From this, we expect the initial condition $(0,1)$ to tend towards the fixed point near $(-0.6,0.6)$. While not shown on the graph, we expect the initial condition $(2,4)$ to increase without bound.

The following code is used to produce these results. The ODE system is solved using ODE45. This is designed to be execute after the above code snippit.

g = @(t,y) [dfx(y(1),y(2));dfy(y(1),y(2))];
ic = [0;1];
tend = 10;
[t,sol] = ode45(g,[0,tend],ic);

% generate graph
subplot(2,1,1)
quiver(X,Y,Fx,Fy),hold on
plot(sol(:,1),sol(:,2),'r','Linewidth',2)
axis([-1,0.5,0.5,1.1])
xlabel('x'),ylabel('y')
subplot(2,1,2)
plot(t,sol(:,1),'b',t,sol(:,2),'r')
legend('x(t)','y(t)','Location','SouthEast')
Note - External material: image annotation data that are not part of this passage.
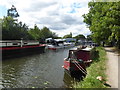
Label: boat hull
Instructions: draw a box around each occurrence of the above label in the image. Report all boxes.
[0,45,45,60]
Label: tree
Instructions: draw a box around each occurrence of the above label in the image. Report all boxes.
[74,34,85,40]
[2,16,31,40]
[83,1,120,48]
[63,32,72,38]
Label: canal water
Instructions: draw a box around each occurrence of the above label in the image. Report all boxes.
[1,48,76,88]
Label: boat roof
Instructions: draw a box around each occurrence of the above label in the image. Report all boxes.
[70,47,92,51]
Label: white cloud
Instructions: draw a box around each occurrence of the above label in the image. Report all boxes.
[0,0,90,36]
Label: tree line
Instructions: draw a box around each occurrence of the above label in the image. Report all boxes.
[0,16,57,40]
[83,1,120,48]
[0,16,85,41]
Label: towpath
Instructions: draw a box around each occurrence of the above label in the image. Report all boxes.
[105,47,120,90]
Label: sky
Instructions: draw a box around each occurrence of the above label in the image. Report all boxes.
[0,0,90,37]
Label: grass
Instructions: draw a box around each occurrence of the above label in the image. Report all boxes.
[74,47,107,88]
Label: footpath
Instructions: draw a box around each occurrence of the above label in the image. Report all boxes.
[105,47,120,90]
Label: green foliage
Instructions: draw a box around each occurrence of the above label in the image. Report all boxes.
[0,16,57,40]
[75,47,107,88]
[29,25,57,40]
[2,16,31,40]
[83,1,120,45]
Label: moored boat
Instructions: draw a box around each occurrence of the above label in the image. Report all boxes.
[0,41,45,59]
[63,47,92,78]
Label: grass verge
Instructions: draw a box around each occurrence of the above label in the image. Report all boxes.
[74,47,107,88]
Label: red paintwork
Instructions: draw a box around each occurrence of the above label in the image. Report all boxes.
[48,48,57,50]
[0,44,45,50]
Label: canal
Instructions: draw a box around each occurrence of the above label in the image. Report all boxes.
[1,48,73,88]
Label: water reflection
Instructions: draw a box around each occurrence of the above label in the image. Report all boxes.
[2,49,77,88]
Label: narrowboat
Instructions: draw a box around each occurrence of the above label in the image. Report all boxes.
[0,41,46,59]
[63,47,92,79]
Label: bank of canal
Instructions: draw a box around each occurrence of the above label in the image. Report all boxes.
[1,48,76,88]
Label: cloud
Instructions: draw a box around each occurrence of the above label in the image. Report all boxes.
[0,0,90,36]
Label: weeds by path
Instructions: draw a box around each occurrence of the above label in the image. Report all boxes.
[74,47,107,88]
The top graph shows the $(x,y)$ position overlaid on the vector field. The individual components are shown w.r.t. time in the bottom graph.

Solution with initial condition $(0,1)$

This can be repeated with the second initial condition $(2,4)$. tend has been increased to $10^{12}$ in this graph. Also note the log scale on the $x$-axis.

Solution with initial condition $(2,4)$

Solving the ODE system for both initial conditions, as has been done, confirms the qualitative analysis initially performed.